- Elliot Kaye joins Cooley after seven years on commission
- Firms builds litigation, investigation, white collar groups
Elliot Kaye, the former chair of the US Consumer Product Safety Commission, is joining Cooley’s expanding litigation practice in Washington.
The hire enhances Cooley’s plan for a largely, but not exclusively, Washington-based litigation practice that is equipped to deal with any federal agency and state attorney general, said Michael Attanasio, who chairs the department for the firm. “Enforcement, regulation and litigation are only going in one direction and that one direction is more,” he said in an interview.
Kaye starting in 2014 spent seven years as a commissioner, including nearly three years as chairman. He tackled issues such as the recall and ban of Samsung Galaxy Note 7 phones and brain injuries in youth sports.
Cooley has been building its white collar, litigation and investigation practices. The firm earlier this year added Elizabeth Holmes prosecutor John Bostic in Palo Alto, California and Teresa Michaud, co-chair of Baker McKenzie’s North America class action practice, in Los Angeles. In February it launched an investigations practice in Washington.
Kaye joined the commission in 2010 from Hogan Lovells as senior counsel to the then-chair, Inez Tenebaum. He later became chief of staff and chief counsel before President Barack Obama nominated him as a commissioner.
Kaye in his Cooley role said he will focus on regulatory and enforcement challenges faced by companies making and selling products ranging from household goods to artificial intelligence. “These are really exciting emerging issues that align so well with what I have worked on at the agency,” he said.

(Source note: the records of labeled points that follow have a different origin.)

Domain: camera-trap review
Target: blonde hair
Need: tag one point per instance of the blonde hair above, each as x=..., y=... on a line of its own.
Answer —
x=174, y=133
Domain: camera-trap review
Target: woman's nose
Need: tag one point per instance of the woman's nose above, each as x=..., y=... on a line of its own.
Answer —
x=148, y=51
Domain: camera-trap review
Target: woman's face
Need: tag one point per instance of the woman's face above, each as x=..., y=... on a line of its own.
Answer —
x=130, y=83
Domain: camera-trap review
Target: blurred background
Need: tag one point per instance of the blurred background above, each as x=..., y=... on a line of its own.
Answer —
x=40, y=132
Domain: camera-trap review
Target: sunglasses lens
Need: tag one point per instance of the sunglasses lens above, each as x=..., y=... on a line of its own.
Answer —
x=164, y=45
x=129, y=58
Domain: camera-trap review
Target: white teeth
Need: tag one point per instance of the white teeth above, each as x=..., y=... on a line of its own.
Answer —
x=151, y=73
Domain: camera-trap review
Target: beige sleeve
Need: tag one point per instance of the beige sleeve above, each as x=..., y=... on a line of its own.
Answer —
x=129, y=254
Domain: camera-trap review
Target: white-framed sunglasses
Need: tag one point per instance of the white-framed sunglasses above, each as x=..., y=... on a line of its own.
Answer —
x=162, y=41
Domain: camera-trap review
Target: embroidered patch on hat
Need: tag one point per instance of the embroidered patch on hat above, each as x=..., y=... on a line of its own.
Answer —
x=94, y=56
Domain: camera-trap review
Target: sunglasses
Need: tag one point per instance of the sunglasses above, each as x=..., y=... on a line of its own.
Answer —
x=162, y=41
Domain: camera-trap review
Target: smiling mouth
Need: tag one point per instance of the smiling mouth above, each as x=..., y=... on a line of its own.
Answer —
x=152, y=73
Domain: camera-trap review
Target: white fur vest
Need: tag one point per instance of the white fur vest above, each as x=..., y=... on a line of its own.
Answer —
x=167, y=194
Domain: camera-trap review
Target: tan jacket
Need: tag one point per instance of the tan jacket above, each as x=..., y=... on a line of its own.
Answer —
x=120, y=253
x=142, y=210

After stepping away from government in 2021 Kaye served as senior vice president for policy at the World Central Kitchen and helped serve meals after the Russian invasion in Ukraine. He underwent a kidney transplant in January 2022 and stepped away from the nonprofit in November of that year to focus on his health.
Kaye said he kept in touch with former commission colleague Matt Howsare, who is the current chair of Cooley’s North American product safety practice. Howsare previously served as chief of staff at the commission.
“It mattered to me what he was saying about Cooley,” Kaye said of Howare. “What began as sort of an offhand series of comments turned into a very serious recruitment process.”
Kaye’s addition to the firm is important for the consumer product safety practice and to all of its litigation offerings, Attanasio said. “It’s a grand slam for Cooley,” he said.